[PATCH RFC] mtd: spi-nor: Sleep between ready checks

William A. Kennington III posted 1 patch 6 months, 3 weeks ago
drivers/mtd/spi-nor/core.c  | 56 +++++++++++++++++++++++++++----------
include/linux/mtd/spi-nor.h |  2 ++
2 files changed, 44 insertions(+), 14 deletions(-)
[PATCH RFC] mtd: spi-nor: Sleep between ready checks
Posted by William A. Kennington III 6 months, 3 weeks ago
We have SPI NOR devices that respond very slowly (200ms+) to some
commands. This causes our CPU to stall while repeatedly polling the NOR
with no cooldown in between attempts.
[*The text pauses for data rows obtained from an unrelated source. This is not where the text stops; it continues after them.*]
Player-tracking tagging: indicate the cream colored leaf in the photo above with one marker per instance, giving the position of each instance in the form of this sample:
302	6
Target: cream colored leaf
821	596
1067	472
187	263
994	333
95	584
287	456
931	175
In order to reduce overhead, this
patch introduces an exponential backoff in SPI readiness polling, that
self tunes the polling interval to match the speed of most transactions.

Signed-off-by: William A. Kennington III <william@wkennington.com>
---
 drivers/mtd/spi-nor/core.c  | 56 +++++++++++++++++++++++++++----------
 include/linux/mtd/spi-nor.h |  2 ++
 2 files changed, 44 insertions(+), 14 deletions(-)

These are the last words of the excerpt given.